Infographic: Here’s How You Pull Out of a Rear-Wheel Skid!

A rear-wheel skid is something that has happened to and with every rider at some point or the other. Generally, it’s because of a slippery surface or incorrect and excessive braking of the rear-wheel. While it’s generally all fun and frolic to pull the handbrakes of a car and get it’s rear wheels to skid, the same isn’t really the case with motorcycles. For newbie riders, it can get very scary very soon. But, not if you know how to pull out of it properly.

Not all bikes have ABS in both wheels. What that means is that sometime or the other you’ll be in a situation where your rear wheel will lock. Instead of gradually slowing down itself and the bike, the rear wheel will completely stop as the bike continues to move. This will cause the bike to skid from the rear end. If not handled properly, this very easily can result in the bike going sideways, and resultantly the rider falling off or worse, getting into a fatal crash!
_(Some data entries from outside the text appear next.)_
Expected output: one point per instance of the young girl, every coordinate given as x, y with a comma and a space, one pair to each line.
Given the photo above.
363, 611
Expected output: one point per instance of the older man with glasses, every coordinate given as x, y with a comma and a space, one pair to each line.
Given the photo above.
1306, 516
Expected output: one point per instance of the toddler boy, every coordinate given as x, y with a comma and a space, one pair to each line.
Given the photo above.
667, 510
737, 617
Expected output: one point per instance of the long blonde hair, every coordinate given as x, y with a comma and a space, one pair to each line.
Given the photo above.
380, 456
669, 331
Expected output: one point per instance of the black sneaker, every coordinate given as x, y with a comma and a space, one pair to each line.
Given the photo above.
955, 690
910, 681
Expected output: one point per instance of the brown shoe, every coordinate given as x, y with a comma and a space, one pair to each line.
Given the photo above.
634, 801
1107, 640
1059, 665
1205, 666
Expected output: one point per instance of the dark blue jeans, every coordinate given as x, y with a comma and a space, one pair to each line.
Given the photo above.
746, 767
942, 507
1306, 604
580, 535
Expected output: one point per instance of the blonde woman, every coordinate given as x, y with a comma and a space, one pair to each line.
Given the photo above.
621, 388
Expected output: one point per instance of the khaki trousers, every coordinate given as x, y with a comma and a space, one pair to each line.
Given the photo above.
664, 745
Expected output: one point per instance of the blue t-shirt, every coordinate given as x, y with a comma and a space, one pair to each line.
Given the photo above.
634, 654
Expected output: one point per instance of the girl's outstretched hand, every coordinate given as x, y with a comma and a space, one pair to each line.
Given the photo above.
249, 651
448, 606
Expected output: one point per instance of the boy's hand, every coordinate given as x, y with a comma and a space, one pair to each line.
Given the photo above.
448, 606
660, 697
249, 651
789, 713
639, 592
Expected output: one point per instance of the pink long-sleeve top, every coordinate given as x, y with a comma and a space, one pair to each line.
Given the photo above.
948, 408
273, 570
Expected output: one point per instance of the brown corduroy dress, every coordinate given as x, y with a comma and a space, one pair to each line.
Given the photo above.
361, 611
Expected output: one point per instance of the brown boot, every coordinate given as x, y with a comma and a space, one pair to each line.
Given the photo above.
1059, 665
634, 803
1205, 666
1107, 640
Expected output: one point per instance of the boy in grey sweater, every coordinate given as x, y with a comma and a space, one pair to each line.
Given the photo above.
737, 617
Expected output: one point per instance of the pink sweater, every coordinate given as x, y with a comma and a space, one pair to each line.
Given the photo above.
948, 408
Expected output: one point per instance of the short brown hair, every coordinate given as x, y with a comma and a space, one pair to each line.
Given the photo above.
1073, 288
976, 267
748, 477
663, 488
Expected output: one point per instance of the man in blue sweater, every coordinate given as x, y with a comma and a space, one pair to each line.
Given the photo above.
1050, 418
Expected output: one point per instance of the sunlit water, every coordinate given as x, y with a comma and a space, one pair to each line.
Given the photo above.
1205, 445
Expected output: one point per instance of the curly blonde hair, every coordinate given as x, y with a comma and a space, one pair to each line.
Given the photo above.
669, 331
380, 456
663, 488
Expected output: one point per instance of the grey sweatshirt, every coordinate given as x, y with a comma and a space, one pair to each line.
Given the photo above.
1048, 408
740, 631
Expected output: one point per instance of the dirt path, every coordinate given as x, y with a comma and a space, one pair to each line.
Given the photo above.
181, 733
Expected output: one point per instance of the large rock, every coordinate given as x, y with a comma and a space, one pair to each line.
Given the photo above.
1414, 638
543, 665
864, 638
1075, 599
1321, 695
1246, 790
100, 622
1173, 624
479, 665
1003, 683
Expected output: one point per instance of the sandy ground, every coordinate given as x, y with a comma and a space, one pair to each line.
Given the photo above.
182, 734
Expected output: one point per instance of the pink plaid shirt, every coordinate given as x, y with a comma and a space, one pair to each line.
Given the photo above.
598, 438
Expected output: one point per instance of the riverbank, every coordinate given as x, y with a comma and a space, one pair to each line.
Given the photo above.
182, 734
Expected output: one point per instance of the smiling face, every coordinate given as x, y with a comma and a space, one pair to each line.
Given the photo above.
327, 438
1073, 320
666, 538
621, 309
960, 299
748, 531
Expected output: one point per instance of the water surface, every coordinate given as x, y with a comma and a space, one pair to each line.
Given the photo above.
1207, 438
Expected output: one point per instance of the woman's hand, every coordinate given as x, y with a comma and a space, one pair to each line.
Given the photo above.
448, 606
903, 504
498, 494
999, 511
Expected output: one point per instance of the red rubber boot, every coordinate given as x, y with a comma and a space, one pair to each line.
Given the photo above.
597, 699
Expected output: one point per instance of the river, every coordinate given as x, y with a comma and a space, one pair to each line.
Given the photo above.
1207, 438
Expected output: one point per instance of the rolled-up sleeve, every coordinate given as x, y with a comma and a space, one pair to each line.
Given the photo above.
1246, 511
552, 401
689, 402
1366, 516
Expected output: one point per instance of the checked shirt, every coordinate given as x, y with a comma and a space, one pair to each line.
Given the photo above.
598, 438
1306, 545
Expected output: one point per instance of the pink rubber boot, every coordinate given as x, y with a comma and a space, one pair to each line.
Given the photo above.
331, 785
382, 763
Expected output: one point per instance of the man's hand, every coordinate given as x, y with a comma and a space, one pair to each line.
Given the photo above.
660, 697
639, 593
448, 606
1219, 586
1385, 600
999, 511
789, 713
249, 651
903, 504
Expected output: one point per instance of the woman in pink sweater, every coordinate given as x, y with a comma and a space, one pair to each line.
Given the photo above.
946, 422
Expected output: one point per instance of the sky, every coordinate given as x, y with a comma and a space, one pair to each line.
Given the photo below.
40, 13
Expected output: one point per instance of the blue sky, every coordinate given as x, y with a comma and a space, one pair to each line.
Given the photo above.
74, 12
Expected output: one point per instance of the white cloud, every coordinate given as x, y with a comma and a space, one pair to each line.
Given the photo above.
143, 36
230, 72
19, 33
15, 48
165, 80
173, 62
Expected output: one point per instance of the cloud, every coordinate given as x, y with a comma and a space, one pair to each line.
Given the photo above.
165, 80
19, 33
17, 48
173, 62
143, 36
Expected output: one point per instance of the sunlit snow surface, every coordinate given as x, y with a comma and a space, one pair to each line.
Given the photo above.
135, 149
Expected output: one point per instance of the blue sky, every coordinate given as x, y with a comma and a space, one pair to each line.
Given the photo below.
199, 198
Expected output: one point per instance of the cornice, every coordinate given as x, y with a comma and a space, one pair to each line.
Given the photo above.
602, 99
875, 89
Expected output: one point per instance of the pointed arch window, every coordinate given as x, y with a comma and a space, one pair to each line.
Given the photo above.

So, if your rear wheels lock and you go into a skid, be sure to counter any lateral movement the bike may enter into.

In case you’re lucky enough to only be in a straight skid, recovering is pretty easy. The front and rear wheels are aligned with each other, and all you need to do is release pressure off the rear brakes. Although, be prepared to contain the wobbles of the bike, as the rear wheel gains back its traction. You can, in fact, even practice this in a parking lot with proper safety gear, so you’re well prepared when the worst comes!

However, if you’re unlucky enough to get into a side-skid, things get a little tricky. A side-skid is when the front wheels continue to move forward, while the rear wheel tends to go sideways. Beware, do not act mindlessly. Generally people tend to release the rear brake at this point. But, that’s absolutely not the thing to do. Instead, you can regain control by trying to gently pull the handlebar of your motorcycle in the same direction as the slide. This helps your wheels get back in line. Doing this will prevent you from a high-side crash. At worst, you would get into a side crash at a lower speed.

It’s vital to use the lower part of your body to steer the bike on track, when trying to pull out of a rear wheel skid. Learn to hold the gas tank of your motorcycle tightly between your knees, when practicing the straight skid. It may or may not seem such, but it will go a long way in helping you encounter a slide.

Another thing to keep note of, while trying to pull out of a rear wheel skid is to keep your eyes focused straight. And also gauge the things on the road that can make your skid worse, and try to avoid them.

Generally, a rear wheel skid doesn’t happen if you have a pillion riding with you. The extra weight in the rear-end of the bike ensures better traction for the rear wheel. While trying to pull out of a rear wheel skid, try to imitate this. Try to move your body as far back as possible as you can, without losing your control over the bike or the gas tank as told above.

There you go. That’s about as much we could tell you about getting out of a rear-wheel skid. Ride safe, brothers!